The real danger of technology is not that it will become too intelligent and take over, but that it will become too convenient and seduce us into delegating the most human parts of our lives.
Andy Crouch, The Life We’re Looking For
So what’s my point in all of this? It’s surely not to reject the amazing tools available to us in the era of LLMs. It’s to recognize them as tools with strengths and weaknesses. And it’s also to remember something that Andy Crouch, an author whose commentary on the relationship of humans to technology I respect, talks about in his book The Life We’re Looking For, that superpowers often take something of our humanity when we assume them. When we step on an airplane to assume the superpower of crossing a continent in a matter of hours, we have to remain very still and give up exercise and mobility for the time it takes to travel. When by using our mobile phone we assume the superpower of navigating a city we’ve never been to before, we erode our human ability to find our way on our own (with consequences for cognitive decline, as it turns out, see this book and this article among others for nuance on the subject and what to do about it). And perhaps most relevant for this post, when you hand over the job of writing (code, or blog posts, or novels) to an LLM, you are eroding your ability to think about problems. As I’ve said before, learning to code is really learning to think about problems, and writing code is actively engaging with the problem in constructive ways.
This is why I founded Diller Digital, and why I still passionately believe in teaching coding skills. This principle guides the way we teach: starting with foundational principles and building up practical knowledge through examples and exercises with increasing independence.
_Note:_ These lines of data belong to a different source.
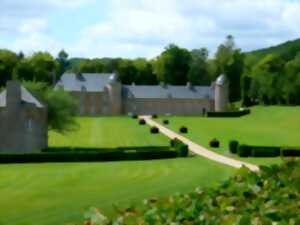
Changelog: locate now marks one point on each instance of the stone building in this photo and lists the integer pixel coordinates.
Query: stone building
(23, 120)
(103, 94)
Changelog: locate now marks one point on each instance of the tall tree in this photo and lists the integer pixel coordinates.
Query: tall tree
(8, 61)
(172, 65)
(230, 61)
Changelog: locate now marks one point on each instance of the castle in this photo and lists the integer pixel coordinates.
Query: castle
(104, 95)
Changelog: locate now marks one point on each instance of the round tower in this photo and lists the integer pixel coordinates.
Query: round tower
(115, 95)
(221, 94)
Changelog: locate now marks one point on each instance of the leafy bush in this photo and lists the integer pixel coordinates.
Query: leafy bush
(154, 130)
(86, 156)
(233, 146)
(290, 152)
(269, 197)
(214, 143)
(142, 122)
(244, 151)
(183, 130)
(181, 148)
(134, 116)
(154, 116)
(265, 151)
(166, 122)
(229, 114)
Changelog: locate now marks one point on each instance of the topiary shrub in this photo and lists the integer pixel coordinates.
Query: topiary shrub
(183, 130)
(142, 122)
(233, 146)
(154, 116)
(214, 143)
(166, 122)
(244, 151)
(154, 130)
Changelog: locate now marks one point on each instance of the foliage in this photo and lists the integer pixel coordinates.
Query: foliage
(8, 61)
(61, 106)
(230, 61)
(233, 146)
(172, 66)
(214, 143)
(269, 197)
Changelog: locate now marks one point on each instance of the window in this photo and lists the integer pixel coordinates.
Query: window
(29, 125)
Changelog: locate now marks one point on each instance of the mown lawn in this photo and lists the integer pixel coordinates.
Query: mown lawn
(108, 132)
(54, 194)
(270, 126)
(48, 194)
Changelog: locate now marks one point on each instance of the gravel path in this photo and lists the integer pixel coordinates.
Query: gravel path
(199, 150)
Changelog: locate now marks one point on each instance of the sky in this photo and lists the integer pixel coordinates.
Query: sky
(143, 28)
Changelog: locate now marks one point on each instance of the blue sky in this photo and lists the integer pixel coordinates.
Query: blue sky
(142, 28)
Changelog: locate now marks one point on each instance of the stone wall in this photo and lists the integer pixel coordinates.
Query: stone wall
(27, 129)
(181, 107)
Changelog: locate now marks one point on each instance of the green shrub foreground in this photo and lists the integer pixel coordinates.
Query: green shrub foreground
(269, 197)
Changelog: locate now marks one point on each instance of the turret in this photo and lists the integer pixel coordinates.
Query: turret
(221, 94)
(115, 98)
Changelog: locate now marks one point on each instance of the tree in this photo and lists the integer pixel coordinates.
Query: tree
(230, 61)
(63, 62)
(40, 67)
(8, 61)
(172, 65)
(198, 73)
(62, 107)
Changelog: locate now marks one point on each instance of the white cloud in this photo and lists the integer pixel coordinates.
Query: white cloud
(144, 27)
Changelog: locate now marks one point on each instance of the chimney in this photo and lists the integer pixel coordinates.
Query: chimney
(13, 95)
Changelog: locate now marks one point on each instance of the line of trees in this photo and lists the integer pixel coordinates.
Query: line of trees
(270, 80)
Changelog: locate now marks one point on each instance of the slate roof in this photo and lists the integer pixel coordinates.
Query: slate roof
(169, 91)
(26, 97)
(89, 82)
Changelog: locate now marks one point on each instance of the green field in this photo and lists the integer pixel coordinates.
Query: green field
(48, 194)
(108, 133)
(270, 126)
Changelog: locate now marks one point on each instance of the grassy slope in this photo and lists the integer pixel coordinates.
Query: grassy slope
(265, 126)
(48, 194)
(108, 132)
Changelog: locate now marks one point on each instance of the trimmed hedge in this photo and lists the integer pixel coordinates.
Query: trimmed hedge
(233, 146)
(258, 151)
(214, 143)
(166, 122)
(154, 130)
(154, 116)
(229, 114)
(181, 148)
(290, 152)
(85, 157)
(183, 130)
(244, 151)
(142, 122)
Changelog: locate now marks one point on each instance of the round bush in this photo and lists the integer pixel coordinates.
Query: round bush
(154, 116)
(233, 146)
(214, 143)
(183, 151)
(183, 130)
(134, 116)
(142, 122)
(154, 130)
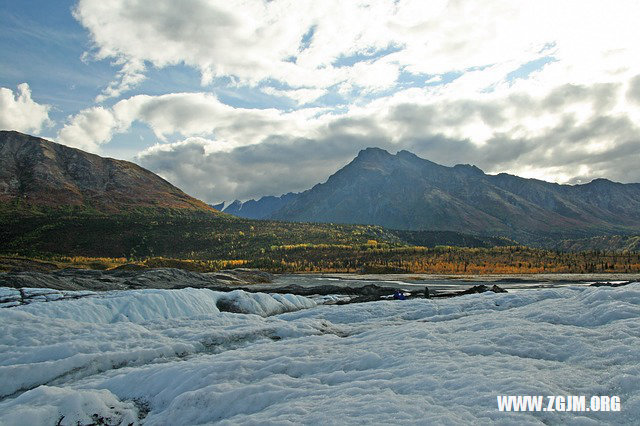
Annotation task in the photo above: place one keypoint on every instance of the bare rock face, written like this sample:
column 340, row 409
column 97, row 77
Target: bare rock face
column 42, row 173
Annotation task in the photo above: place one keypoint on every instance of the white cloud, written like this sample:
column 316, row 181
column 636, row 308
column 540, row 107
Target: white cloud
column 19, row 112
column 483, row 101
column 89, row 129
column 255, row 41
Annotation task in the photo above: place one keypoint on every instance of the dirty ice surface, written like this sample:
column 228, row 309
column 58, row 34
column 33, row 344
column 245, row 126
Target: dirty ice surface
column 167, row 357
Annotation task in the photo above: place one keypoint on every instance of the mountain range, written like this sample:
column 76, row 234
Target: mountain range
column 39, row 173
column 404, row 191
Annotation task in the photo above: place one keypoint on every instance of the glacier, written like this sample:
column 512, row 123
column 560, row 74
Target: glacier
column 166, row 357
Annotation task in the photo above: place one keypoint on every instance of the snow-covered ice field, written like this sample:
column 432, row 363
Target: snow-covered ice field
column 170, row 357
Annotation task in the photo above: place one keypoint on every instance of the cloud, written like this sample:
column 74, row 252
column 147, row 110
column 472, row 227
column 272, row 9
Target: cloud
column 89, row 129
column 365, row 45
column 569, row 134
column 18, row 111
column 185, row 114
column 542, row 89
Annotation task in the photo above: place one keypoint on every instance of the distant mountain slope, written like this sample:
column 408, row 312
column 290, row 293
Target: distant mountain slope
column 37, row 172
column 404, row 191
column 262, row 208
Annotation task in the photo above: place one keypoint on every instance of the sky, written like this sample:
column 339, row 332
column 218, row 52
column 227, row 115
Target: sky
column 239, row 99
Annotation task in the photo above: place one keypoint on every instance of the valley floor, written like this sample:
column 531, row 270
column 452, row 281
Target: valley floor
column 171, row 357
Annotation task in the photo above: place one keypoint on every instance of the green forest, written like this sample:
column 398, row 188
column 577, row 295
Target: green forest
column 208, row 242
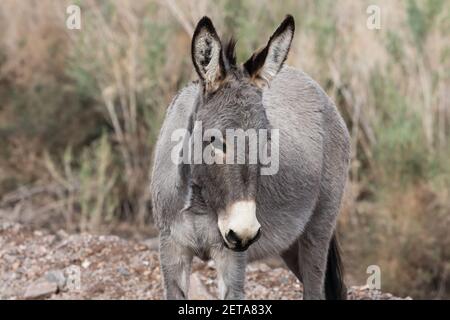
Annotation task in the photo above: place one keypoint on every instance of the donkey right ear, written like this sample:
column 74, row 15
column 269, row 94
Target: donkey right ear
column 264, row 65
column 206, row 50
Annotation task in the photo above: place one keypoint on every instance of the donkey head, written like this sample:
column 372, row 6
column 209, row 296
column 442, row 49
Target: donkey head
column 231, row 98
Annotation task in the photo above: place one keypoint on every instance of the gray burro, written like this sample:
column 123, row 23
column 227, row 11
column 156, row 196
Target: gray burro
column 232, row 213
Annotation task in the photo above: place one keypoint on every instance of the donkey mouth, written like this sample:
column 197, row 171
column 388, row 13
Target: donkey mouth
column 239, row 247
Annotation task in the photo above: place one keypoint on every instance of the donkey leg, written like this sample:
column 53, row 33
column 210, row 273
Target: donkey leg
column 230, row 273
column 292, row 259
column 313, row 248
column 176, row 268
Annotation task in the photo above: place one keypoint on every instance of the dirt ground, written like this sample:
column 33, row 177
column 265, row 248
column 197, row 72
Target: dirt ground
column 36, row 264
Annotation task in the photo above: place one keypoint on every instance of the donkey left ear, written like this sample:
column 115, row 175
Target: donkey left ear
column 206, row 50
column 264, row 65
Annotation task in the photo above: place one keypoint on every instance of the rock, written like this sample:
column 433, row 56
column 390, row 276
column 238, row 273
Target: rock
column 85, row 264
column 56, row 276
column 41, row 289
column 123, row 271
column 197, row 290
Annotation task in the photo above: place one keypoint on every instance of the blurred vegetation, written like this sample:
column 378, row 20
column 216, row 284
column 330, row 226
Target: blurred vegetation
column 80, row 112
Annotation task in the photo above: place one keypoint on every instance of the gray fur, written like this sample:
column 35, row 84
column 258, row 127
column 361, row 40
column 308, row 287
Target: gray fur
column 297, row 207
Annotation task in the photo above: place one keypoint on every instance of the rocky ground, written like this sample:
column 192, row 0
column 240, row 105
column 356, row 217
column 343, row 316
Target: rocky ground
column 41, row 265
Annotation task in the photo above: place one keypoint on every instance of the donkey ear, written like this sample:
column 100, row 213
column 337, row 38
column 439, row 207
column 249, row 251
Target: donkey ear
column 267, row 62
column 206, row 50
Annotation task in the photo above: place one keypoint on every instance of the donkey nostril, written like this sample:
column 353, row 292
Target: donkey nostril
column 232, row 237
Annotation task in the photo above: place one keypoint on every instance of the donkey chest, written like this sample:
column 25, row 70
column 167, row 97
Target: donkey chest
column 198, row 234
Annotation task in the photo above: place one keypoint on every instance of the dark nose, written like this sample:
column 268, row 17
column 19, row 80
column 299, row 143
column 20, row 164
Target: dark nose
column 239, row 244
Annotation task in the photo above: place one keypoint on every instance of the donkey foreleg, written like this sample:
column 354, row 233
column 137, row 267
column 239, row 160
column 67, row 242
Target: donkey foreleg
column 230, row 273
column 176, row 268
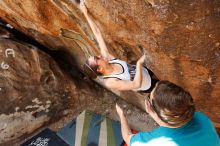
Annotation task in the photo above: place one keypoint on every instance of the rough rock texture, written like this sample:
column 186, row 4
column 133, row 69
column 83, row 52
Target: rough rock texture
column 181, row 38
column 36, row 91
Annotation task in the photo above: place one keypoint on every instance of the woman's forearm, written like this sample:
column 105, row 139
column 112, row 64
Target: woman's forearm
column 103, row 48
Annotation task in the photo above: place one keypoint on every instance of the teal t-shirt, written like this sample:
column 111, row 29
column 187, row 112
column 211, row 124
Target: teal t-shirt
column 197, row 132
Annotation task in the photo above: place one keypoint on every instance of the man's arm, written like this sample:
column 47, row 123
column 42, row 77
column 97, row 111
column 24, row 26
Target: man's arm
column 128, row 85
column 125, row 129
column 103, row 48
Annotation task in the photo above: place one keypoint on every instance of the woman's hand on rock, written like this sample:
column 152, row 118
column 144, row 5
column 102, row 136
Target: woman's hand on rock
column 83, row 7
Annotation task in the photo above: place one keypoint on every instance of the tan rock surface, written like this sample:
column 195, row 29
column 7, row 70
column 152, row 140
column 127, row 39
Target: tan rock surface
column 181, row 38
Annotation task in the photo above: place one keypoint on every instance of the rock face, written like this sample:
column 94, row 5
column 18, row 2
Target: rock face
column 36, row 91
column 33, row 89
column 181, row 38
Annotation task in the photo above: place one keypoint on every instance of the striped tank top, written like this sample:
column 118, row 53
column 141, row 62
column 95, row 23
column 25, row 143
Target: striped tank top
column 128, row 73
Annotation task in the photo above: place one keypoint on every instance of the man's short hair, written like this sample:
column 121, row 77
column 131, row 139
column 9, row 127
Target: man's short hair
column 172, row 103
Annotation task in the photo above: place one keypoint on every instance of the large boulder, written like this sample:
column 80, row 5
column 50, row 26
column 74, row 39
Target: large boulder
column 37, row 91
column 181, row 38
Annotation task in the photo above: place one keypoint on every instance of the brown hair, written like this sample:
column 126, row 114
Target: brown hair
column 91, row 69
column 172, row 103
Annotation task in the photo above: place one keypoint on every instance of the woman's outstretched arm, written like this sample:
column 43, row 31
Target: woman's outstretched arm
column 103, row 48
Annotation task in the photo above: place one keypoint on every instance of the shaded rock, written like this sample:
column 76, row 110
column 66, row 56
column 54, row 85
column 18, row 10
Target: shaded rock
column 36, row 91
column 181, row 38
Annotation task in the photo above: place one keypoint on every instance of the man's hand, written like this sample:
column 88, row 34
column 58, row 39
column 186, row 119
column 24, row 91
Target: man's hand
column 83, row 7
column 119, row 110
column 150, row 110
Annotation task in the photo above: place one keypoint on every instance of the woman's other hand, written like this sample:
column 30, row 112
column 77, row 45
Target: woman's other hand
column 119, row 110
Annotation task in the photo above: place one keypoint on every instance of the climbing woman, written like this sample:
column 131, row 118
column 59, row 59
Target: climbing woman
column 117, row 74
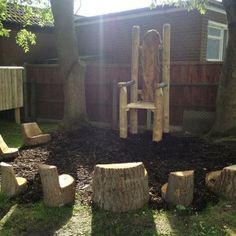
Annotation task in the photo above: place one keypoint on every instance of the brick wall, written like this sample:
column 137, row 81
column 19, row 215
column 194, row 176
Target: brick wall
column 112, row 39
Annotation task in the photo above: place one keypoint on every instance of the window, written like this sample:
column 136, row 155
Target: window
column 216, row 41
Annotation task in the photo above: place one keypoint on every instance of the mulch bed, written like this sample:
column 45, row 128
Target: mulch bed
column 77, row 152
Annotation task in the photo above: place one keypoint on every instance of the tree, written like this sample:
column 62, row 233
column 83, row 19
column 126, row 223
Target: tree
column 72, row 70
column 225, row 121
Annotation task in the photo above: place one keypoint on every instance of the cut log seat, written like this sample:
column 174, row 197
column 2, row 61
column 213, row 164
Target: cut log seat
column 11, row 185
column 120, row 187
column 7, row 152
column 32, row 134
column 57, row 190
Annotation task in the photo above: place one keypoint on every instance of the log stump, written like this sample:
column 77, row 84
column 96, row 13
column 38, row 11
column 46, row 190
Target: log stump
column 223, row 182
column 10, row 184
column 211, row 179
column 179, row 189
column 57, row 190
column 120, row 187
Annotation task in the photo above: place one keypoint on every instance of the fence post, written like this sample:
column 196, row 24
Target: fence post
column 33, row 98
column 166, row 76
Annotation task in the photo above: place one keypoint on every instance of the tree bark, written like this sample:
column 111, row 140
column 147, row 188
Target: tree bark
column 120, row 187
column 72, row 70
column 225, row 122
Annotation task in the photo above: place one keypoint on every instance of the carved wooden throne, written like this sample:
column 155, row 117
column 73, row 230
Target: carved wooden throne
column 155, row 90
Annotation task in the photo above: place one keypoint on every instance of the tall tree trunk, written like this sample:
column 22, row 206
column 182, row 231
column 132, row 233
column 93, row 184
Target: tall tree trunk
column 225, row 122
column 72, row 70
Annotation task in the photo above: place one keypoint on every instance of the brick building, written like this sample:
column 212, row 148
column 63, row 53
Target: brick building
column 194, row 37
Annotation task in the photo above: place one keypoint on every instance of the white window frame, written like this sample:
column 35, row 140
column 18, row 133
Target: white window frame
column 222, row 28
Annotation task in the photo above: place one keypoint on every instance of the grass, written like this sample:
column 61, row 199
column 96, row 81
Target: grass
column 32, row 219
column 37, row 219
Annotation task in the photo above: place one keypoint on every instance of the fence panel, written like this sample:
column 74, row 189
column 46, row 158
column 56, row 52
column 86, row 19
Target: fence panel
column 193, row 87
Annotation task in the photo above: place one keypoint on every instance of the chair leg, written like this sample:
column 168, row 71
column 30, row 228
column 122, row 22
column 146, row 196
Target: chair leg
column 158, row 116
column 123, row 113
column 133, row 121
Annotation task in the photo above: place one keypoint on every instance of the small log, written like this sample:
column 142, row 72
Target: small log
column 120, row 187
column 179, row 190
column 211, row 179
column 6, row 152
column 11, row 185
column 67, row 185
column 225, row 184
column 57, row 190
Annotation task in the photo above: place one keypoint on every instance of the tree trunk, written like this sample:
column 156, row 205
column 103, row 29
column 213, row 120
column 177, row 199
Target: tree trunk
column 72, row 70
column 120, row 187
column 225, row 122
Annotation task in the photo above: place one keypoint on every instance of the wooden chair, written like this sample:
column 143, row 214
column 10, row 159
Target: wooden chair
column 152, row 97
column 7, row 152
column 11, row 185
column 32, row 134
column 57, row 190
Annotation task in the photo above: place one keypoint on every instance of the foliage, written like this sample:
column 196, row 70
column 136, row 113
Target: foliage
column 37, row 12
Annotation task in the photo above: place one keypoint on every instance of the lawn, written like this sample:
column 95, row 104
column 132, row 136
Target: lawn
column 17, row 217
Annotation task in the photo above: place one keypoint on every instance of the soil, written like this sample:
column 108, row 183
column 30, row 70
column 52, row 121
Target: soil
column 77, row 152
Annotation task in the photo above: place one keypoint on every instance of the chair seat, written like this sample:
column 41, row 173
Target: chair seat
column 38, row 139
column 141, row 105
column 65, row 180
column 21, row 181
column 9, row 152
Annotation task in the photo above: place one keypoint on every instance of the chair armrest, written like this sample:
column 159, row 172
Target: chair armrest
column 161, row 85
column 126, row 84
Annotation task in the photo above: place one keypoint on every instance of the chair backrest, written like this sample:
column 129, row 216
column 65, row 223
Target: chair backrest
column 150, row 66
column 51, row 187
column 8, row 179
column 30, row 130
column 3, row 145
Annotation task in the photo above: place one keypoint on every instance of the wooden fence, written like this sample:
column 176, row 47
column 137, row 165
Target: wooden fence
column 11, row 89
column 193, row 87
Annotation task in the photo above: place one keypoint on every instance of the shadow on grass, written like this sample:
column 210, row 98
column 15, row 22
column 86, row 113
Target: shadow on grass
column 34, row 219
column 139, row 222
column 217, row 220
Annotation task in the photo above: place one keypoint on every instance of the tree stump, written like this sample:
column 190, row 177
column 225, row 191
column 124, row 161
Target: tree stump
column 224, row 182
column 120, row 187
column 57, row 190
column 179, row 189
column 11, row 185
column 211, row 179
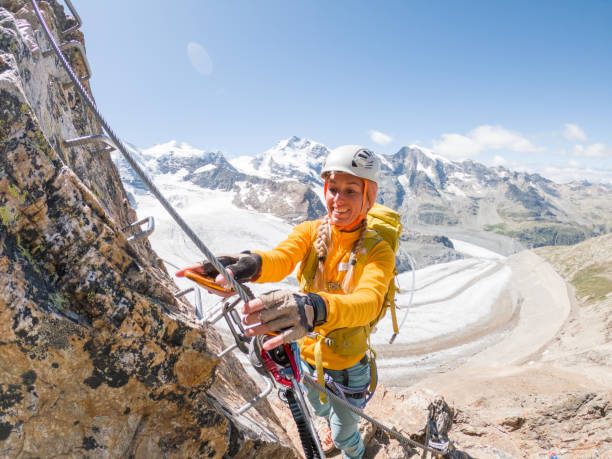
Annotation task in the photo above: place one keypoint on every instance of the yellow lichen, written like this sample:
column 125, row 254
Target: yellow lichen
column 5, row 216
column 14, row 191
column 58, row 300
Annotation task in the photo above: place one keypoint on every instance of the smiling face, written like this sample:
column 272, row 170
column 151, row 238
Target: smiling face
column 344, row 198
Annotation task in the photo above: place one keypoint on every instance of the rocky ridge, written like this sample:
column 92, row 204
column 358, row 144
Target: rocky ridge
column 97, row 356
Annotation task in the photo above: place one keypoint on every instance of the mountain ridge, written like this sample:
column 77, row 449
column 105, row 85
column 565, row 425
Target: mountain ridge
column 427, row 189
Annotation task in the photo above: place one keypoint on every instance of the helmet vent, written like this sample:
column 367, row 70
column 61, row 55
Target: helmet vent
column 363, row 158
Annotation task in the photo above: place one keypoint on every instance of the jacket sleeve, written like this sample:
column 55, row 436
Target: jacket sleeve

This is why by the end of a class, we are teaching you how to find out the answers to your questions for yourself using the knowledge framework we’ve developed together. We value human intelligence—not because it’s flawless, but because it’s rooted in judgment, context, and a lived understanding of the world. We believe machine learning is most powerful when it extends what humans can already do well. We build our courses to empower you to apply these tools responsibly, creatively, and critically.